Es hieß, dass es nichts gab, was einen attraktiven Mann entstellen konnte, aber sein Bart und die 'depressiver Poet mit unendlichem Weltschmerz'-Frisur bewiesen standhaft das Gegenteil. Wer auch immer ihm zu dieser Tarnung geraten hatte, verstand sein Metier auf erschreckend effiziente Art und Weise. Aber auch sie selbst hatte sich schließlich einer gewissen Änderung unterworfen - die blauhaarige, eng mit ihrem eigenen Haar verknüpfte Perücke mit dem Bob-Schnitt war ungewohnt, aber es brachte das Gefühl früherer Einsätze zurück. Und die Erinnerung an Nar Shaddaa ...
Sie ging auf den Balkon, der zu dem gemieteten Apartment gehörte, hinaus und lehnte sich dann gemächlich ans Geländer. Nachdem sie sich eine Zigarette angesteckt hatte, rauchte sie die ersten Züge und blies den Rauch in den nächtlichen Dunst des Huttenmondes hinaus. Der erste Kontakt mit dem Vertreter der 'Black Weapons' war gut gelaufen, der dunkelhäutige Hühne mit den hellen Augen schien die richtige Einstellung mitzubringen. Und sie hatten sich mit einer Kiste Casino-Chips und einer Kiste Waffen präsentiert, was das Kennenlernen natürlich positiv beeinflusst hatte. Nun würden sie eine Einladungskarte nach Triple Zero erhalten, wenn ihre gefälschten IDs die Sicherheitsüberprüfung überlebten. 

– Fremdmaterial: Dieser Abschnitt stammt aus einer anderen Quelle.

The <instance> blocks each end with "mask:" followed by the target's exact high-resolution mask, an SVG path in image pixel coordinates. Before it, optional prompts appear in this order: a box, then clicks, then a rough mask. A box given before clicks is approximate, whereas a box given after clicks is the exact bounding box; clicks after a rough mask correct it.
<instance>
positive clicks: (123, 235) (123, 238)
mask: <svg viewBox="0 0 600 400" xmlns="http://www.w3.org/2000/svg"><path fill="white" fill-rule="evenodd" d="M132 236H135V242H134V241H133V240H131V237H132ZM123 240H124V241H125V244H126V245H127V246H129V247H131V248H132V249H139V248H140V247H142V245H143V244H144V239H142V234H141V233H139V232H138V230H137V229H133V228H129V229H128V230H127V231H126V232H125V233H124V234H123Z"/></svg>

Der SGD hatte bislang ganze Arbeit geleistet und die Soldatentruppe mit dermaßen amüsanten Tarngeschichten ausgestattet,  die erschreckend nahe an der Wahrheit blieben und dennoch genug Raum für eigene Interpretationen ließen. Allein Master Sergeant Blex und Corporal Brent dabei zuzuhören, wie sie einen Abend lang über Nutten und das Weintrinken stritten, verlieh diesem Spezialauftrag eine gewisse Würze.
Es war eine typisch imperiale Taktik, sich einen schwelenden Konflikt zueigen zu machen und zu versuchen, daraus Kapital zu schlagen. Dass auf Coruscant, der Mitte der Galaxis, schwerwiegende Probleme herrschten, war kein Geheimnis. Dass eine Vereinigung krimineller Kräfte versuchte, dort Kontrolle über einige Sektoren zu gewinnen, nicht überraschend. Diese Kriminellen mit imperialen Mitteln zu unterstützen und dafür zu sorgen, dass sie den lokalen Sicherheitsbehörden das Leben so schwer wie möglich machten, versprach für einen relativ kleinen Einsatz einen recht großen Gewinn - Destabilisierung der Verhältnisse. 
Und es war eine erste Bewährungsprobe für die neue Spezialisierung des Regiments unter herausfordernden Bedingungen - sich auf Coruscant einschleichen unternahm man schließlich nicht einfach mal nebenher. Die vorbereitende Logistik blieb jedoch dem Sith-Geheimdienst überlassen und bislang hatte der SGD ganze Arbeit beleistet. Lienas schnippte Asche über den Balkon und verfolgte eine in den Neonlichtern Nar Shaddaas vorbeigleitende Hutten-Vergnügungsbarke mit ihrem Blick. 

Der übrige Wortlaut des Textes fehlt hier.